Ketiga, teknik kalibrasi untuk sinkronisasi dilakukan menggunakan media jaringan komputer. Caranya dengan menghubungkan seluruh jam digital yang tersebar di setiap masjid ke saluran Internet Service Provider (ISP) dan setiap pukul 00:00:00 WIB seluruh jam digital akan mereset secara otomatis setiap harinya dengan jam – menit- detik yang sama. Sehingga apapun kondisi dan kualitas jam digital selalu akan terkoreksi setiap jam 00:00:00 WIB. Cara yang paling ampuh adalah menyediakan 1 server di Masjid Raya menggunakan protokol Network Time Protocol (NTP) dengan menginstall 1 aplikasi adzan sebagai software panduan yang standar. Sistem sinkronisasi waktu digunakan supaya system waktu pada setiap jam digital yang tersebar di seluruh masjid memiliki ketepatan waktu, tanpa harus dilakukan penepatan waktu oleh pengguna. Untuk yang menggemakan adzan, maka setiap muazin dipersilakan mengumandangkan adzannya masing-masing. Namun bila di suatu masjid tidak ada muazinnya, maka dipersilakan untuk merelay adzan dari Masjid Raya. NTP di sini berfungsi untuk melakukan time-synchronization antara host dengan host lainnya.

Ketiga solusi di atas tentu akan saya kembangkan sebagai bentuk penelitian dan pengabdian saya kepada masyarakat.
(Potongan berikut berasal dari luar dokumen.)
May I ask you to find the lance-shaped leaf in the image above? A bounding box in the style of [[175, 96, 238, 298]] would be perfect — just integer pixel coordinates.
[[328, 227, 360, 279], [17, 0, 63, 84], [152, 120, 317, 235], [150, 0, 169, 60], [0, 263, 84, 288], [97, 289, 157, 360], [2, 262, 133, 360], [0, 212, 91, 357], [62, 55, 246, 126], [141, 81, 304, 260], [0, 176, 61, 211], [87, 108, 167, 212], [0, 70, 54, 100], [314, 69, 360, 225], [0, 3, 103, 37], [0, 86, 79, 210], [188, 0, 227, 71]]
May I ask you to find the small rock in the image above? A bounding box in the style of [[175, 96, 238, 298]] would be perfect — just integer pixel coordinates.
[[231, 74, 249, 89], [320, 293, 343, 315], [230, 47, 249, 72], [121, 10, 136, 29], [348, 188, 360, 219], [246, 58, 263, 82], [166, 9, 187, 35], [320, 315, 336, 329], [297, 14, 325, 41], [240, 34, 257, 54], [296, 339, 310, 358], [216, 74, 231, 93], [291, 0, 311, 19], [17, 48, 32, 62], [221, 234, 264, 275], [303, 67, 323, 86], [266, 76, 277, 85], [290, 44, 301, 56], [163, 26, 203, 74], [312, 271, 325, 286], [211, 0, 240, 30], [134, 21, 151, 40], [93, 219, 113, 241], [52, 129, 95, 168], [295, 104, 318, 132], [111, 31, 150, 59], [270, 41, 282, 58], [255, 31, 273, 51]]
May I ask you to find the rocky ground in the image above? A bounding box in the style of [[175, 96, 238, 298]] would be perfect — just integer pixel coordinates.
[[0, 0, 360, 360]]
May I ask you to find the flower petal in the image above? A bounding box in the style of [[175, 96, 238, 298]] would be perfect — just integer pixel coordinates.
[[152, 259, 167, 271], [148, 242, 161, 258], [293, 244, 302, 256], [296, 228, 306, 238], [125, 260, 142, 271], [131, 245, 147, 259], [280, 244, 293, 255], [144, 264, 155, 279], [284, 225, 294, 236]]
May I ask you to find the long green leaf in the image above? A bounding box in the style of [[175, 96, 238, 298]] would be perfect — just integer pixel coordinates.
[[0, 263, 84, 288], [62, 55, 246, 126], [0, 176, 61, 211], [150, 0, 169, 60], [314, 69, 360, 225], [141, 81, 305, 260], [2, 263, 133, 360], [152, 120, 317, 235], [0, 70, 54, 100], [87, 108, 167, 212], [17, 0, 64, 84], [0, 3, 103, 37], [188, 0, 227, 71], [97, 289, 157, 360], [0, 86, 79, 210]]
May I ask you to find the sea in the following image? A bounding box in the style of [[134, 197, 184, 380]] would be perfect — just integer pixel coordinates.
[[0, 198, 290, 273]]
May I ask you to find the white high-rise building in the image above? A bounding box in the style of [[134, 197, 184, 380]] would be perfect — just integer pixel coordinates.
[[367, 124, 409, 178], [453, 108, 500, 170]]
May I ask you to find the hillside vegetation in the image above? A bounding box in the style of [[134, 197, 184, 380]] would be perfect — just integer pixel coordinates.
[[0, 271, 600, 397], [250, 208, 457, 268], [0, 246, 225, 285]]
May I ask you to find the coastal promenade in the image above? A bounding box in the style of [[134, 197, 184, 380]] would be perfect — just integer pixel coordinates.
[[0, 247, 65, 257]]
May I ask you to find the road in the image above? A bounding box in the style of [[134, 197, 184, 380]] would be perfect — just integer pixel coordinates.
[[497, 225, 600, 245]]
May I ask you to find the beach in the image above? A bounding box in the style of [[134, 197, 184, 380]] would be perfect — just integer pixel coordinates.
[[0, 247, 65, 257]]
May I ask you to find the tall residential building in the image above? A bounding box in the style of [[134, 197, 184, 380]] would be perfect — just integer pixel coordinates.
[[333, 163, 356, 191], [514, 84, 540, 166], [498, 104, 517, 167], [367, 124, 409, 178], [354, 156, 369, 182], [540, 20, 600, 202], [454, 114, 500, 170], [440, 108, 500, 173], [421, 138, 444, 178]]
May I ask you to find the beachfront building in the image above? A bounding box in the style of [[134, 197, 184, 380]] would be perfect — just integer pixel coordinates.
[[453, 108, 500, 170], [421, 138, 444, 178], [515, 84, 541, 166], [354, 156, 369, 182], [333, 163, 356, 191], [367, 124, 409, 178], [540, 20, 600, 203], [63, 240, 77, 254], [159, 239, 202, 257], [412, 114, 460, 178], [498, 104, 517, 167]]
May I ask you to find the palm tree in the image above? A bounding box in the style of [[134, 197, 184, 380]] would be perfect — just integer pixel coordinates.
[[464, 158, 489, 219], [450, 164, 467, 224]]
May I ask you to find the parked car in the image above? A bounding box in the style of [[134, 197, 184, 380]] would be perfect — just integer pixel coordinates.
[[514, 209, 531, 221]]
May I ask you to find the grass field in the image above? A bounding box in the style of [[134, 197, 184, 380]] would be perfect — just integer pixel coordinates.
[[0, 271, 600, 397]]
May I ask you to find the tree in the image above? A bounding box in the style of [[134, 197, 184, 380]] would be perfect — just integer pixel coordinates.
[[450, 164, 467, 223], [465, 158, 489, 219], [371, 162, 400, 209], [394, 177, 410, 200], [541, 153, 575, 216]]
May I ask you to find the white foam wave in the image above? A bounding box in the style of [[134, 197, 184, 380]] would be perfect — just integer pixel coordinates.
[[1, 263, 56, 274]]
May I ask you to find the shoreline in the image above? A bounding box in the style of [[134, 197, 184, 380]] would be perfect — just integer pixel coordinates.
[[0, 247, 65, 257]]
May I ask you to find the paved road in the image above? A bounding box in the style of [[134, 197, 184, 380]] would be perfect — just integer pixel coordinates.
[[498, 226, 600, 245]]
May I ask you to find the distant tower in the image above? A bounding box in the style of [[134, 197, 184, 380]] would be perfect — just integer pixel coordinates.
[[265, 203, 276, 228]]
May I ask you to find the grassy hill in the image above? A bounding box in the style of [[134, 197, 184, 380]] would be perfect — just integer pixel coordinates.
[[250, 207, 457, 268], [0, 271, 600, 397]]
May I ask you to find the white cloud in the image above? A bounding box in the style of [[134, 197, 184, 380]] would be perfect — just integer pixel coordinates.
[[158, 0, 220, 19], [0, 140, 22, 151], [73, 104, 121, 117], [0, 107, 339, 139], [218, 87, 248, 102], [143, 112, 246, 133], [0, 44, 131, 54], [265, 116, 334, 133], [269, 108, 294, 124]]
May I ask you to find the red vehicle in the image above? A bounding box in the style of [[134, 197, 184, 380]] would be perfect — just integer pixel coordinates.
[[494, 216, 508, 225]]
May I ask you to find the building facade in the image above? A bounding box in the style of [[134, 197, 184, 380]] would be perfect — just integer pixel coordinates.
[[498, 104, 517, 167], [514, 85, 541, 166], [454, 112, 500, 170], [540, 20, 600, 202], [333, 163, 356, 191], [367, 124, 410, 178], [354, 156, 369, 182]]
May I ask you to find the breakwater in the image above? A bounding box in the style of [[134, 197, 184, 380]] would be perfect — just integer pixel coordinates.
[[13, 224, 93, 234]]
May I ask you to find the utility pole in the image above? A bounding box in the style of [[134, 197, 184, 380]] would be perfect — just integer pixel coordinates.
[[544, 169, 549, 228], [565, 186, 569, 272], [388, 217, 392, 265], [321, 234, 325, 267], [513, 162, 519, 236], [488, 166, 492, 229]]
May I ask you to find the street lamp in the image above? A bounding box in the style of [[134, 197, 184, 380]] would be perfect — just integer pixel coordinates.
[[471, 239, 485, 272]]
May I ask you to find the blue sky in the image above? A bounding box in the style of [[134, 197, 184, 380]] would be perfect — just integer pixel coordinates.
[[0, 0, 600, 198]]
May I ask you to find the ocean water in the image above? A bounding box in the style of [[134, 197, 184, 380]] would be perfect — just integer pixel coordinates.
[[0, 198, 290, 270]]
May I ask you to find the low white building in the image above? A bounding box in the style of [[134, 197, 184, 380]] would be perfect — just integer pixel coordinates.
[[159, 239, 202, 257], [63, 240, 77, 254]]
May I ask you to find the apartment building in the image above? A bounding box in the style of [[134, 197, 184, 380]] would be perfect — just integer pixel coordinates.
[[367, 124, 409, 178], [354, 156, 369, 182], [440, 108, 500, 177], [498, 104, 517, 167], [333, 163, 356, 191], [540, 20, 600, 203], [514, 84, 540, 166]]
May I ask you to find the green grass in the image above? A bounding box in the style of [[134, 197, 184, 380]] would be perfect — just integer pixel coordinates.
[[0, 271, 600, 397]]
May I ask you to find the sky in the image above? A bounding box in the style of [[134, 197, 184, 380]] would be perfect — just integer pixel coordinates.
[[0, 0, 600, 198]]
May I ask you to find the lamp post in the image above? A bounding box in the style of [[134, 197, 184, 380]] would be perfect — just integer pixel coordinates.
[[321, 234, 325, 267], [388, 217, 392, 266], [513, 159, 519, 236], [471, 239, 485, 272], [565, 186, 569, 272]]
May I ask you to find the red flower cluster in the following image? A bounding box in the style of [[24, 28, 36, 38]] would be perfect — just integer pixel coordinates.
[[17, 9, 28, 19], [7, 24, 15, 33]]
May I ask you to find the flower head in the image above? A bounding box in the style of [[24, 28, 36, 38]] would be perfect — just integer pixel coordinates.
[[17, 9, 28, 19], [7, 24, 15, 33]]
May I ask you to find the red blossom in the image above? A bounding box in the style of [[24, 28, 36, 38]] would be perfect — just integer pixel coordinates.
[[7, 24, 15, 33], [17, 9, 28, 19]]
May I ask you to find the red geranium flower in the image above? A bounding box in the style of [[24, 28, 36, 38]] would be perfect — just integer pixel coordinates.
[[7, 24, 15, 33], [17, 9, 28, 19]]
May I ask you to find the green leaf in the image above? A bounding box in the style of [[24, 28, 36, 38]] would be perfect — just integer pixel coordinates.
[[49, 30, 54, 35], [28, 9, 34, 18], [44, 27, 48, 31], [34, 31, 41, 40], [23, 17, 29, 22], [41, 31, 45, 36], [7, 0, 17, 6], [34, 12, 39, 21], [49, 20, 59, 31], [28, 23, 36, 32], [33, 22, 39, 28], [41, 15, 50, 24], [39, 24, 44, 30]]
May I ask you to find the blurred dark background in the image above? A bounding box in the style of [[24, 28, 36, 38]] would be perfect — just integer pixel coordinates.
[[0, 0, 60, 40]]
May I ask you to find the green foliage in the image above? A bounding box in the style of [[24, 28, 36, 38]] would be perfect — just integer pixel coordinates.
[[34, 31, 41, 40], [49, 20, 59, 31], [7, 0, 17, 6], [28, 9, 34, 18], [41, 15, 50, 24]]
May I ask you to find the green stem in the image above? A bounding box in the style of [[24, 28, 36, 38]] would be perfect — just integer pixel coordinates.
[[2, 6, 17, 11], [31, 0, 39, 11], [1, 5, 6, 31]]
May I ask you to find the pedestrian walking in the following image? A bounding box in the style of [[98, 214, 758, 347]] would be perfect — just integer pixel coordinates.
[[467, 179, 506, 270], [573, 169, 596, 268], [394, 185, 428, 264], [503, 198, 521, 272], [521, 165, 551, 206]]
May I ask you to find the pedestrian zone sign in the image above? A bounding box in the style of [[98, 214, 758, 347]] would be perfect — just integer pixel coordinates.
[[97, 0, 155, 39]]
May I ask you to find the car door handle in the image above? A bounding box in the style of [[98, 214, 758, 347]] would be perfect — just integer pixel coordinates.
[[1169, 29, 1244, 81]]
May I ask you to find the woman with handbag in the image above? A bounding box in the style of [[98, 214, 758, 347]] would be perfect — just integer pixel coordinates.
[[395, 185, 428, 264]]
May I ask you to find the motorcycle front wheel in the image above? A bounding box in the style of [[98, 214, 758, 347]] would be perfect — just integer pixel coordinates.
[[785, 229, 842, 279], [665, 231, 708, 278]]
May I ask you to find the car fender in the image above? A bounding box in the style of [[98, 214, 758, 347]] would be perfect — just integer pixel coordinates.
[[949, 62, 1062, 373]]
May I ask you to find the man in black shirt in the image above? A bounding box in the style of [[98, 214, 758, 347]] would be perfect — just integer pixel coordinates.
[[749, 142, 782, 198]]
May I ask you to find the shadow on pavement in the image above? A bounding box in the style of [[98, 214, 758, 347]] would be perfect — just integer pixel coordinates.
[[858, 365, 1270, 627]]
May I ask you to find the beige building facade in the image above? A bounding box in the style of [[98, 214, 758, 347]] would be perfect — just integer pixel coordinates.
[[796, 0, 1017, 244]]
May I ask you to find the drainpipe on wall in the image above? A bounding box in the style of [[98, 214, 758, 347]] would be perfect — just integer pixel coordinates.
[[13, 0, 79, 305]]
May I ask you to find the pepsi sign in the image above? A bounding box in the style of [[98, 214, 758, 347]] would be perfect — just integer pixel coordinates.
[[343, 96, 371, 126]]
Saya berharap dengan standarisasi waktu adzan ini untuk kota Bandung, saya bisa bekerjasama dengan berbagai pihak seperti: Pemerintah Kota Bandung, Majelis Ulama Indonesia (MUI) kota Bandung, Badan Hisab Ru’yat (BHR) Kementerian Agama Republik Indonesia, Ru’yatul Hilaal Indonesia (RHI). LAPAN RI (Prof Thomas Djamaluddin), Imah Noong (Pak Hendro Setyanto). Observatorium Boscha ITB, dan Radio Republik Indonesia Bandung (RRI Stasiun Bandung). Bagi para mahasiswa yang berminat ingin mengembangkan penelitian saya ini bisa menuliskan komentarnya di sini atau bisa mengubungi email saya di: [email protected]. Penelitian ini erat kaitannya untuk bidang-bidang: Informatika, Sistem Informasi, Sistem Komputer, Ilmu Komputer, Matematika, Teknik Elektro, Fisika, dan Teknik Fisika.